Resist the Silent Emergency
Dr P Zachariah
Former professor of Physiology,
CMC, Vellore
It is not often that a guru-sishya relationship develops and endures in today's academics. It is even rarer when the guru eventually learns from the shishya. But that is what happened to me regarding Binayak Sen at the Christian Medical College, Vellore (CMC).
I was a young and eager faculty member in my early thirties when Binayak came to the CMC in 1965. Perhaps because of his Bengali and Brahmo Samaj background, Binayak also had some thing of a Shantiniketan flavour about him. And the fully residential life in CMC allowed us to interact over the next nine years as he stayed on to do his doctorate in child health.
But Binayak was no bookworm. He was determined to enjoy student life: on the stage, off the stage, in student union and hostel meetings, in social service projects, playing the fool in picnics and outings and, above all, in endless friendly and fervent arguments. He was conspicuous with a Leftist, analytical perspective, he wanted to go into the why of everything.
Such theorising and argumentation of medical student days usually evaporate like dew in the heat of professional and social pressures in later life. But with Binayak, all these were put to practice in the cooperative hospital of the iron-ore miners he helped establish.
For almost a decade he worked with the miner volunteers on equal terms and nearly equal income. With many others among the CMC faculty and alumni, I considered him a true follower of Ida Scudder, the founder of CMC. And we remained in touch.
As the years passed in the Chhattisgarh region, infested with tuberculosis and malaria, the handsome lively Binayak of student days took on the celebrated look of Gurudev Rabindranath Tagore.
He was now looked on with awe at alumni reunions to which his adoring and prosperous fellow alumni invited him as chief guest. And he never failed to chastise them for their perceived shortfall in passion for the marginalised. But one time I saw Binayak really deflated was when his mentor Shankar Guha Niyogi was murdered and the labour movement there lost its Gandhian moorings. He felt he had to move on.

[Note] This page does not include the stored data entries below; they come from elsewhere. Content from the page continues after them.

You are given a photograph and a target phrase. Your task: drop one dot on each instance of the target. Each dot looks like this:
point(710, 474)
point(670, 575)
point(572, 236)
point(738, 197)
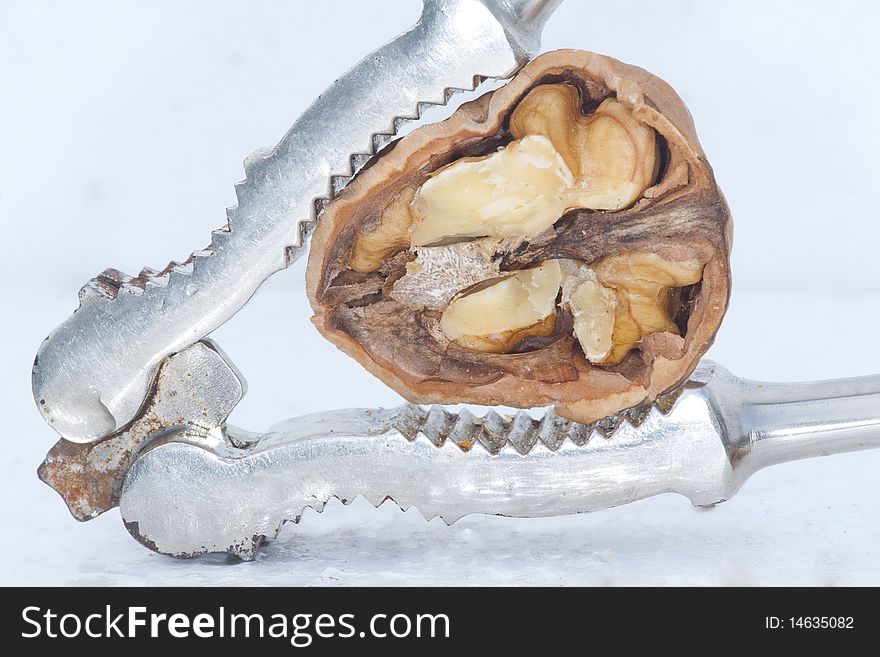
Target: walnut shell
point(681, 216)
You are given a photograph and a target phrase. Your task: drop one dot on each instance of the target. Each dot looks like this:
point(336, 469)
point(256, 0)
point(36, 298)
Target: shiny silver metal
point(93, 373)
point(194, 392)
point(184, 498)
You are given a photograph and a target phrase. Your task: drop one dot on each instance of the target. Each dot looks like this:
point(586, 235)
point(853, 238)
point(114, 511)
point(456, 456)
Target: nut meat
point(560, 240)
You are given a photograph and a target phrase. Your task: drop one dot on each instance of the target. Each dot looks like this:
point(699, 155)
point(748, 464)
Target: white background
point(123, 126)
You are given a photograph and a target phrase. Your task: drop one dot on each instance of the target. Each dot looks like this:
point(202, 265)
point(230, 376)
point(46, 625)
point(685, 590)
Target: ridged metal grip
point(93, 373)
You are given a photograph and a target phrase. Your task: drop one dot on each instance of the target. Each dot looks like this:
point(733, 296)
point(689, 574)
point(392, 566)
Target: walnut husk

But what he moved on to was an even lower level of human need: the dispossession and denial of rights of tribals. Their needs filled his heart again. And his own perceptions moved on from community health and public health to health as a human right. He became physician, public health expert, social activist, eco warrior, political campaigner, all rolled into one. The two days I spent with him at Raipur in the thick of all this remain memorable.

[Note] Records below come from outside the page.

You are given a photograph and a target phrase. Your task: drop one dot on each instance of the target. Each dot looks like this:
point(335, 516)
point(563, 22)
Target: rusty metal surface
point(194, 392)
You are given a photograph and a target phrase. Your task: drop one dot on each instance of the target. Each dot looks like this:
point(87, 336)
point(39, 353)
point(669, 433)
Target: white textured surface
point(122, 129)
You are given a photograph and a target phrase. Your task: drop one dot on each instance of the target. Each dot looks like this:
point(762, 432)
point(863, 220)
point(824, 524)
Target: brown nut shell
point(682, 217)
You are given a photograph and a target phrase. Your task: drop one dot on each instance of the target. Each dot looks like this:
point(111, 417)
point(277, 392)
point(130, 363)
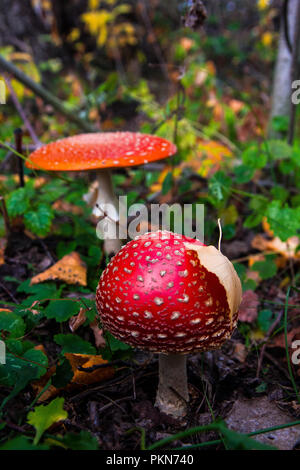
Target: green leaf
point(63, 374)
point(82, 441)
point(264, 319)
point(17, 202)
point(62, 310)
point(243, 174)
point(22, 443)
point(14, 369)
point(74, 344)
point(115, 344)
point(237, 441)
point(12, 323)
point(39, 221)
point(168, 183)
point(254, 158)
point(44, 416)
point(279, 149)
point(219, 186)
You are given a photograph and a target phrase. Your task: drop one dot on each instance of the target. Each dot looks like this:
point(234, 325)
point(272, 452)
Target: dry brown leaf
point(77, 320)
point(64, 206)
point(248, 307)
point(86, 361)
point(80, 378)
point(70, 269)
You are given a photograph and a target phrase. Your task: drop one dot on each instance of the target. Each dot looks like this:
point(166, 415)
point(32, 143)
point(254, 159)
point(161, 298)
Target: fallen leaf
point(87, 361)
point(287, 249)
point(64, 206)
point(70, 269)
point(248, 307)
point(210, 154)
point(80, 378)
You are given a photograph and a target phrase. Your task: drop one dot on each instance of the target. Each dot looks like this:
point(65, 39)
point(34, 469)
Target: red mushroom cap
point(100, 150)
point(155, 294)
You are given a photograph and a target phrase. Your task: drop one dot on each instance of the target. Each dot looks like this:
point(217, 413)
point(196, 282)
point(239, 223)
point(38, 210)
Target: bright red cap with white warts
point(169, 293)
point(100, 150)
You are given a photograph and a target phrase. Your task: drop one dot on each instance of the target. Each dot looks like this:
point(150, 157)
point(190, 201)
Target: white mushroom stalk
point(106, 207)
point(172, 295)
point(172, 394)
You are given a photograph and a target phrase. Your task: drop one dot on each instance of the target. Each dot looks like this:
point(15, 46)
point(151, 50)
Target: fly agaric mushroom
point(102, 152)
point(173, 295)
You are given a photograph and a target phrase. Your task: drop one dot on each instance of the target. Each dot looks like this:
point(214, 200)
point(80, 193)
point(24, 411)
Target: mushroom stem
point(107, 206)
point(172, 394)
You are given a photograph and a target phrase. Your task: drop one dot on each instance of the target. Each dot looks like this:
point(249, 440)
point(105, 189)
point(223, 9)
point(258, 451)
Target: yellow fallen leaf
point(287, 249)
point(87, 361)
point(79, 379)
point(210, 154)
point(70, 269)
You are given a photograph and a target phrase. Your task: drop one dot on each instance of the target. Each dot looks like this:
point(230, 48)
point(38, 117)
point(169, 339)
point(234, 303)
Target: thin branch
point(294, 74)
point(40, 91)
point(20, 110)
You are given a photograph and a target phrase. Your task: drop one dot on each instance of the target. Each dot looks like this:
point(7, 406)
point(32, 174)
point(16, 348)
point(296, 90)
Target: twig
point(18, 142)
point(40, 91)
point(20, 110)
point(294, 74)
point(5, 215)
point(270, 331)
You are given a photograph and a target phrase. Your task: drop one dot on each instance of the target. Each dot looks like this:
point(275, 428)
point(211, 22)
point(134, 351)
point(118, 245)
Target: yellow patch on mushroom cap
point(215, 262)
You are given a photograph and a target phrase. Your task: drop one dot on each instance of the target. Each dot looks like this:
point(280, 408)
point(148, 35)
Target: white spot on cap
point(158, 301)
point(185, 298)
point(175, 315)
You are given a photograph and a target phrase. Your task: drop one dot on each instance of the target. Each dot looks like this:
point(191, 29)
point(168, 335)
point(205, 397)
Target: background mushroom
point(102, 152)
point(173, 295)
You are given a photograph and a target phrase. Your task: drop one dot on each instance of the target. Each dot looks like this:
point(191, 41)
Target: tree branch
point(40, 91)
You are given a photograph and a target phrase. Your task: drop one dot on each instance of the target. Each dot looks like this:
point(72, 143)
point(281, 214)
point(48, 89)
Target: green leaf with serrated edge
point(115, 344)
point(62, 310)
point(36, 362)
point(44, 416)
point(284, 221)
point(265, 319)
point(278, 149)
point(22, 443)
point(74, 344)
point(12, 323)
point(39, 221)
point(17, 202)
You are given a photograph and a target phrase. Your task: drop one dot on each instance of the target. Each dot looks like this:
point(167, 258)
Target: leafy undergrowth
point(67, 384)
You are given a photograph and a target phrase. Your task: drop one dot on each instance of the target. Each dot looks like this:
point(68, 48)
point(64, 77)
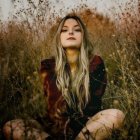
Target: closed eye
point(78, 30)
point(64, 30)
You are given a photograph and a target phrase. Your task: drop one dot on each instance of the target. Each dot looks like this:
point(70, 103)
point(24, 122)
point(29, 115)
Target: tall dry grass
point(22, 48)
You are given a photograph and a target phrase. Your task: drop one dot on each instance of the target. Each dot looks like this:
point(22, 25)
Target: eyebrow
point(74, 26)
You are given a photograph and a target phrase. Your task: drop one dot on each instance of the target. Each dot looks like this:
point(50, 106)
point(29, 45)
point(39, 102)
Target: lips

As a student, he always asked why. By the time he had finished in CMC and JNU, he had already come to the conclusion that, more than infections and diseases, social factors determined health.
But he continued to keep asking why? And that led him increasingly into the political determinants of health, the denial of human rights, the forced ejection from homes and the way of life of peoples.

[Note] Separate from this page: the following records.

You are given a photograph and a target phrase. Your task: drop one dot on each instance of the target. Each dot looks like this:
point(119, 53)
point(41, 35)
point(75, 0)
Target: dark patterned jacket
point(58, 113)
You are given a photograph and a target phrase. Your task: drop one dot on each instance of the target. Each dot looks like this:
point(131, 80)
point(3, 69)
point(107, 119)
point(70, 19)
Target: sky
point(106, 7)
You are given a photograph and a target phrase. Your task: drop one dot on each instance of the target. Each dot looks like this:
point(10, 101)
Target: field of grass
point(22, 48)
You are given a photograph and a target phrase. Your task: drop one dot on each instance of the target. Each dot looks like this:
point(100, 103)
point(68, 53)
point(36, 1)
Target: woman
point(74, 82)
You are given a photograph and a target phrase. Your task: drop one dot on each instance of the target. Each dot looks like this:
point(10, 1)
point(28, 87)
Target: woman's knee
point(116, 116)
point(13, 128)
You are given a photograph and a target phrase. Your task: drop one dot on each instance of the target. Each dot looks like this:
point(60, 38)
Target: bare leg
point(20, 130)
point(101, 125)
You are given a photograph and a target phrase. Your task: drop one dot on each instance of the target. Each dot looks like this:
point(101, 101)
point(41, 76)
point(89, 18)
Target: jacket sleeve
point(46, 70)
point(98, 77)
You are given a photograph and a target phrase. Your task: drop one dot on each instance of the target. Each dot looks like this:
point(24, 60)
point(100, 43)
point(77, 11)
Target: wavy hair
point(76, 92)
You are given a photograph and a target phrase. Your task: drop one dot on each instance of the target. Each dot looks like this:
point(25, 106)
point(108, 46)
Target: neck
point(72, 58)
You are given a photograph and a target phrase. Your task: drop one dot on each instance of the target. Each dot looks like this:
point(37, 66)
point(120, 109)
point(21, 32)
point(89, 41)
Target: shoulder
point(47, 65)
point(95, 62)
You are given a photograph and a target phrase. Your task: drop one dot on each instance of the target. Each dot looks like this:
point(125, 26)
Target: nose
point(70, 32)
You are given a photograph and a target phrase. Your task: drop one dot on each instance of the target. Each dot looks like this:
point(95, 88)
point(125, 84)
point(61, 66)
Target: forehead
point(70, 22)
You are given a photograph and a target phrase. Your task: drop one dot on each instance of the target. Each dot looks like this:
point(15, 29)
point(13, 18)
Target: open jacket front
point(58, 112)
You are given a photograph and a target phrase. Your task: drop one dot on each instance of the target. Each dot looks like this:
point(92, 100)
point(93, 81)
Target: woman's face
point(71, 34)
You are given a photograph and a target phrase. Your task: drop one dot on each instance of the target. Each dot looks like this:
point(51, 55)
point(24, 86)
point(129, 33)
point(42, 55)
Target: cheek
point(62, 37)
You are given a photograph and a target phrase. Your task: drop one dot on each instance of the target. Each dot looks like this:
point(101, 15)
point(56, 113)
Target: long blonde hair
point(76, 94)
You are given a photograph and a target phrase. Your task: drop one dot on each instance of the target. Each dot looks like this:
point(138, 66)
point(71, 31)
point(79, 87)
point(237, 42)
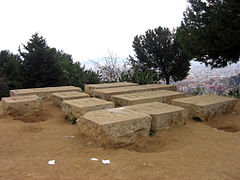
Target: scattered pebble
point(89, 143)
point(106, 162)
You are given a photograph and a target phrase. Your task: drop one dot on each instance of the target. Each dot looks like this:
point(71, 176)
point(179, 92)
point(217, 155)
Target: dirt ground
point(209, 150)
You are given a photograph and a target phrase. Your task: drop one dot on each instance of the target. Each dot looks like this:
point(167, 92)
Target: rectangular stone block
point(45, 93)
point(91, 87)
point(114, 127)
point(108, 93)
point(206, 107)
point(78, 107)
point(58, 98)
point(164, 116)
point(163, 96)
point(22, 105)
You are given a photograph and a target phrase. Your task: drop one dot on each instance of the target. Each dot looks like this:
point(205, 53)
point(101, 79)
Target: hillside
point(196, 150)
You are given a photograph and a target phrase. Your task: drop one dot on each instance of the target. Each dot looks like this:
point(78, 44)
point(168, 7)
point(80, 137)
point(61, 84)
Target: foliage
point(198, 91)
point(210, 31)
point(10, 72)
point(234, 93)
point(74, 120)
point(160, 51)
point(39, 63)
point(111, 70)
point(151, 133)
point(145, 77)
point(73, 73)
point(234, 81)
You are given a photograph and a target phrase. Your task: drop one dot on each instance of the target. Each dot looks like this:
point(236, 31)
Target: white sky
point(85, 29)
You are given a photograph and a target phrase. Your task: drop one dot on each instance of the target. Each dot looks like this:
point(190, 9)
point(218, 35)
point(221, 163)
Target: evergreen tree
point(40, 66)
point(210, 31)
point(159, 50)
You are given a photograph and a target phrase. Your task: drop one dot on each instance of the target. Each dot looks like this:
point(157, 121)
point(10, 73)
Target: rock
point(114, 127)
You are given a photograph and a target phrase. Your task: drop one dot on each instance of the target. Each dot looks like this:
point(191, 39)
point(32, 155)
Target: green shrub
point(234, 93)
point(74, 120)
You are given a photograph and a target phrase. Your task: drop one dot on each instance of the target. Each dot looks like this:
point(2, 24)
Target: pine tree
point(39, 62)
point(210, 31)
point(159, 50)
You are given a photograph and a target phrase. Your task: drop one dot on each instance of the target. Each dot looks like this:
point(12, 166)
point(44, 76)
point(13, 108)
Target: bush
point(234, 93)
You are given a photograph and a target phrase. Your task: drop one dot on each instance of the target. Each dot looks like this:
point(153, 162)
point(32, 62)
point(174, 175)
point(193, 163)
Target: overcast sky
point(85, 29)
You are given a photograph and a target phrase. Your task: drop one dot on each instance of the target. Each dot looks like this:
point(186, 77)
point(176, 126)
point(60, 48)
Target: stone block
point(78, 107)
point(58, 98)
point(109, 92)
point(91, 87)
point(114, 127)
point(45, 93)
point(22, 105)
point(164, 116)
point(163, 96)
point(206, 107)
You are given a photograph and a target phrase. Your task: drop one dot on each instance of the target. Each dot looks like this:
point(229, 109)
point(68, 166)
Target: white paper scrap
point(106, 161)
point(94, 159)
point(118, 110)
point(51, 162)
point(70, 136)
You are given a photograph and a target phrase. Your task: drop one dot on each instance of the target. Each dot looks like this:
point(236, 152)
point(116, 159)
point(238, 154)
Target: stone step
point(206, 107)
point(114, 127)
point(58, 98)
point(91, 87)
point(163, 96)
point(22, 105)
point(45, 93)
point(109, 92)
point(78, 107)
point(164, 116)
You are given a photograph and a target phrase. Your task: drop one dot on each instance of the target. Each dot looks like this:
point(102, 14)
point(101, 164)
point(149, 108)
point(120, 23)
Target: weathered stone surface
point(163, 96)
point(164, 116)
point(114, 127)
point(78, 107)
point(58, 98)
point(206, 107)
point(91, 87)
point(109, 92)
point(22, 105)
point(45, 93)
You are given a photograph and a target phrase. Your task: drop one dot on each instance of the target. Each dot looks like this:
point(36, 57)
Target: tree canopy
point(160, 51)
point(38, 65)
point(210, 31)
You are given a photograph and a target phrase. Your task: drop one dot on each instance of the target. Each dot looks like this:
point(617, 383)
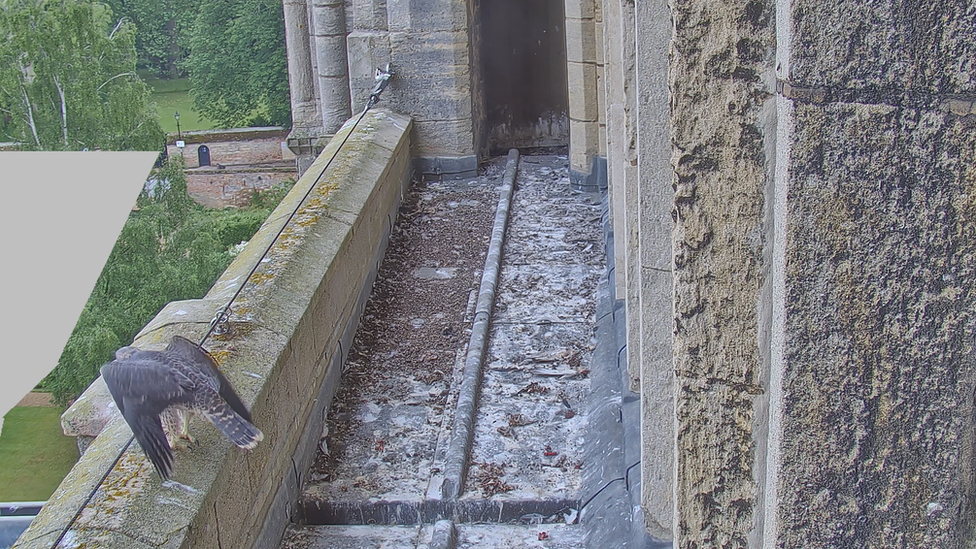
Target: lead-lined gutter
point(462, 434)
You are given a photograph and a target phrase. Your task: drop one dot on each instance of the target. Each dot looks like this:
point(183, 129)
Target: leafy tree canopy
point(68, 81)
point(237, 63)
point(164, 26)
point(169, 249)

I got into teaching medicine in Vellore in the hope of inspiring young people, like Binayak, for service. Binayak outgrew that and taught me, that all the altruism cannot achieve health where human rights are ignored.
And I hope that when he is eventually released, he will devote his remaining years to inspiring a new generation of health professionals to explore the link between health and human rights. As Jonathan Mann did when he moved to a Chair in Harvard. And may that release be soon.
Binayak is already 58 and not in the best of health. His remaining days are too precious to India to be spent in Raipur Central Jail.